As the exhausting first day comes to a close, Do-won joins Yi-young for a late dinner at her place. Over rice and tired sighs, their relationship is clarified: Do-won is her brother-in-law’s younger brother, and he’s the one who pulled strings to get her back into Yulje. Yi-young confesses she has no intention of staying—just long enough to pay off her debt. Do-won doesn’t argue, but his silence speaks volumes.
Back at work the next day, Do-won casually warns Yi-young that her next patient falls under Prof. Seo’s direct care. Yi-young sighs, bracing for impact. But the case itself takes a twist—the patient, pregnant with her second child, insists on telling her boyfriend it’s her first. Yi-young is taken aback but doesn’t pry. However, during a routine check, she notices the patient’s cervix is fully dilated. When Prof. Seo examines her later and finds things stable, she erupts in anger, chastising Do-won for Yi-young’s inexperience.

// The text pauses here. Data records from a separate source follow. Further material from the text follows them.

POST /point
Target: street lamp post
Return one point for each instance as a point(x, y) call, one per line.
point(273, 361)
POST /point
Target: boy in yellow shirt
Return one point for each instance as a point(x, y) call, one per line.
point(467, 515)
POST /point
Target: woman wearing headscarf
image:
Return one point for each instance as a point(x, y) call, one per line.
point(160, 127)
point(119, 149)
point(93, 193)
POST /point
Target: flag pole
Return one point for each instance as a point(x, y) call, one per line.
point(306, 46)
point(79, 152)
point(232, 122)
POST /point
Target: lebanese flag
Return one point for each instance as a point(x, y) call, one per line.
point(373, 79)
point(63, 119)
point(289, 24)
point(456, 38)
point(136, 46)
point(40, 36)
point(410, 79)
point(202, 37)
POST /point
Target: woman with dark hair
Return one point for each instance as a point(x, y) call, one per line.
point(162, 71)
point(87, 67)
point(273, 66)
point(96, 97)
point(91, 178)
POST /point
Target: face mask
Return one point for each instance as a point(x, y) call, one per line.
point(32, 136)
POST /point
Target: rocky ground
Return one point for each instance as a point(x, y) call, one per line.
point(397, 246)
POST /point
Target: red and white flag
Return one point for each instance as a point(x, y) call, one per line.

The fallout stings, but the day isn’t over. Later, Do-won is seen tenderly reassuring a cancer patient about an upcoming surgery, gently securing her consent. Sa-bi witnesses the exchange, and something shifts in her. When she asks why he bothers to “waste time” comforting patients, Do-won replies, “Here, saving lives matters more than collecting signatures.” It lands.
Then comes the turning point: Yi-young’s patient suddenly goes into labour. She alerts Do-won, but he dismisses her concern—he’s not willing to risk another encounter with Prof. Seo. Yi-young, however, trusts her instincts and takes action. But the baby won’t wait. In a chaotic but oddly magical moment, Yi-young delivers the child right in the hallway. Alone. No gloves, no tools, just instinct and grace under pressure.


Prof. Seo and Do-won arrive just after the birth, stunned. Seo, in her own sharp-tongued way, pretends to scold Yi-young but can’t hide a flicker of admiration. The other residents, each worn down by their own challenges, begin showing signs of growth. Jae-il starts learning how to diagnose without panic, earning Da-hye’s cautious respect. Even Sa-bi appears more reflective.
The next morning, Yi-young gets an unexpected compliment from a professor during surgery for her quick thinking the previous day. But when asked to close the final suture, she politely declines—her tone misunderstood as arrogance. The episode ends with the professor quietly asking for her full name. When she hears “Oh Yi-young,” a knowing smirk forms. She walks away, leaving us with one clear message—Yi-young’s past is far from forgotten.


And just like that, the scalpel is drawn. The cut has been made. The healing—or unravelling—has only just begun.
Resident Playbook Episode 1 Review
Episode 1 throws us into the deep end of Yulje Medical Center’s OB-GYN department, and it’s a wild ride from start to finish. Between nightmares, screaming professors, a hallway childbirth, and a former K-pop idol asking about rashes at 3 a.m., the show wastes no time establishing its quirky ensemble and emotional stakes. Oh Yi-young is the perfect underdog lead—wounded but strong, trying to quietly survive while the universe (and her debt) nudges her back into a world she’s not ready for.


What makes the episode shine is how it weaves in the personalities of the first-year residents—each a walking disaster in their own delightful way. Kim Sa-bi is a stone-cold genius with the emotional warmth of a clipboard, Um Jae-il is a lovable whirlwind of confusion, and Pyo Nam-kyung is the deer-in-headlights we all root for. Do-won’s quiet support and Professor Seo’s witchy wisdom add layers of mentorship, chaos, and unexpected comedy. And that baby-in-the-hallway scene? Iconic.
If this first episode is anything to go by, Resident Playbook is gearing up to deliver the same heart-tugging, laughter-filled magic as its parent series, just with more yelling and a lot more placenta.
Resident Playbook is streaming on Netflix.